1-Dosyadaki yazılara, kararın dayandığı delillerle gerektirici sebeplere, delillerin takdirinde bir isabetsizlik bulunmamasına göre, davacı vekilinin tüm, davalı vekilinin aşağıdaki bendin kapsamı dışında kalan ve yerinde görülmeyen sair temyiz itirazlarının reddi gerekmiştir.

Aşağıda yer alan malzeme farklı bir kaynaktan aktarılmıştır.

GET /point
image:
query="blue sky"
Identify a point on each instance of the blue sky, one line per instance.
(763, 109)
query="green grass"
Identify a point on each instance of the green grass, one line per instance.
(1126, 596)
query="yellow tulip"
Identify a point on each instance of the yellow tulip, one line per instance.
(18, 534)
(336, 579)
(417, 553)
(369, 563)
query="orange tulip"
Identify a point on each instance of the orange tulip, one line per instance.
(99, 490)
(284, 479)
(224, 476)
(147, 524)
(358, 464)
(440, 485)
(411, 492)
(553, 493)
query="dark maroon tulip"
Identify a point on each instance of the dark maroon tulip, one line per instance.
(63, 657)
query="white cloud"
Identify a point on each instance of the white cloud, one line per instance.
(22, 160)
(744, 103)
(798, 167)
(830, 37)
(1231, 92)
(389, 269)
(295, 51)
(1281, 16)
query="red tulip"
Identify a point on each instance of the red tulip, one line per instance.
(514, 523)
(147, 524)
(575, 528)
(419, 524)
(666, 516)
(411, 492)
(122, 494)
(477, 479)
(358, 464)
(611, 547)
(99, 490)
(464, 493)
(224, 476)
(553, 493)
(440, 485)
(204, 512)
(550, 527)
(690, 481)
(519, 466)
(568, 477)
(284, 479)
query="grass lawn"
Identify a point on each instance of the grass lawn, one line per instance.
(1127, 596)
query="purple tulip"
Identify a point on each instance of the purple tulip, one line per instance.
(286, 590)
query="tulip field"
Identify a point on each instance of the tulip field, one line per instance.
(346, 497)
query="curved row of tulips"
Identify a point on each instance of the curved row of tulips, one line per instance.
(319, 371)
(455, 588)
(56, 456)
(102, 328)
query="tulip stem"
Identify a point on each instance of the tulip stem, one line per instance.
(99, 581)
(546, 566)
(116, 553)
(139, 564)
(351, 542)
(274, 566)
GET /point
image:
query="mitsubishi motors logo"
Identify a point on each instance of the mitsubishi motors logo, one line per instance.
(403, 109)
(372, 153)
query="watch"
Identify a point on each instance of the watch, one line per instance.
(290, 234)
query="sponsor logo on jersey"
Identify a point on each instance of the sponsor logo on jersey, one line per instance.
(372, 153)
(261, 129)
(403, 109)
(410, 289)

2-Hükme esas alınan Adli Tıp Kurumu raporu ceza davası sırasında alınmış olup ceza mahkemesi kararının kesinleştiğine dair dosyada bilgi ve belgeye rastlanılmamıştır. Bu durumda mahkemece dava konusu senedin miktar bölümündeki tahrifat iddiası ile ilgili olarak ceza mahkemesi kararının kesinleşmesinin beklenilmesi ya da mahkemece bu konuda inceleme yaptırıldıktan sonra deliller hep birlikte değerlendirilerek bir karar verilmesi gerekirken eksik inceleme ile yazılı şekilde hüküm kurulması doğru görülmemiştir.
SONUÇ: Yukarıda 1 nolu bentte açıklanan nedenlerle davacı vekilinin tüm, davalı vekilinin sair temyiz itirazlarının REDDİNE, 2 nolu bentte açıklanan nedenlerle hükmün davalı yararına BOZULMASINA, peşin harcın istek halinde iadesine, 25.02.2013 gününde oybirliğiyle karar verildi.